Projet de construction d’une nouvelle prison militaire, rue du Cherche-Midi
Par Jacky Tronel | dimanche 18 avril 2010 | Catégorie : Dernières parutions, DES PRISONS… | Pas de commentaireAprès la Révolution, à la fin du XVIIIe, le ministère de la Guerre installe une manutention des vivres de l’armée juste en face de l’hôtel des Conseils de guerre, dans un immeuble ayant appartenu à la communauté des Filles du Bon Pasteur. En 1832, la manutention quitte la rue du Cherche-Midi pour prendre possession de bâtiments neufs situés quai de Billy. Le maréchal Soult, ministre de la Guerre, projette alors de faire construire une maison d’arrêt militaire à l’emplacement de l’ancienne manutention, au 38 de la rue du Cherche-Midi.
En voici les plans, complétés d’extraits du mémoire qui les accompagne. Ce document, daté du 12 décembre 1833, rend également compte de la grande question soulevée par la réforme pénitentiaire. Deux modèles américains s’affrontent alors : le système d’Auburn opposé à celui de Philadelphie. Finalement, la maison militaire d’arrêt et de correction de la rue du Cherche-Midi sera construite quelques années plus tard (1847-1851) et sur d’autres plans, jugés moins dispendieux. Elle sera cellulaire et adoptera le modèle d’Auburn.
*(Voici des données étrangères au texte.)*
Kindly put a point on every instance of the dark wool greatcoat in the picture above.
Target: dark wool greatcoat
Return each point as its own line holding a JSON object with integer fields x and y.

Texte de présentation du projet :
« La Prison de l’Abbaye, la seule qui existe pour la garnison de Paris, n’a point été construite en vue de cet usage, et n’a pu être depuis convenablement appropriée à cette destination. Située au centre d’un quartier populeux, dont les maisons l’enceignent pour ainsi dire de toutes parts, elle n’offre aux détenus que des locaux fort resserrés, des cours étroites et mal aérées. D’un autre côté, pour isoler les prisonniers des communications avec le dehors, on s’est vu obligé de boucher, ou de fermer par des abat-jour, les baies donnant sur les rues voisines, de sorte qu’il en résulte, pour l’établissement, privation simultanée d’air et de lumière. Cet inconvénient majeur, l’exiguïté des ressources que présente la prison, eu égard au nombre des militaires incarcérés, le vice de sa situation, signalés depuis longues années, ont été plus vivement sentis par l’Inspecteur général en 1832, et, voulant coordonner les besoins du service correctionnel pour la troupe avec la construction d’une Manutention sur le quai de Billy, cet officier général a demandé, dans ses instructions écrites, qu’on s’occupât d’utiliser, pour l’assiette future d’une prison (on ne peut mieux placé vis à vis de l’hôtel des Conseils de Guerre), le terrain actuellement affecté à l’administration des vivres. Le comité, partageant cette manière de voir, a prescrit, par son avis du 19 avril dernier, de donner suite à cette idée, et de rédiger un projet d’ensemble pour cet objet… »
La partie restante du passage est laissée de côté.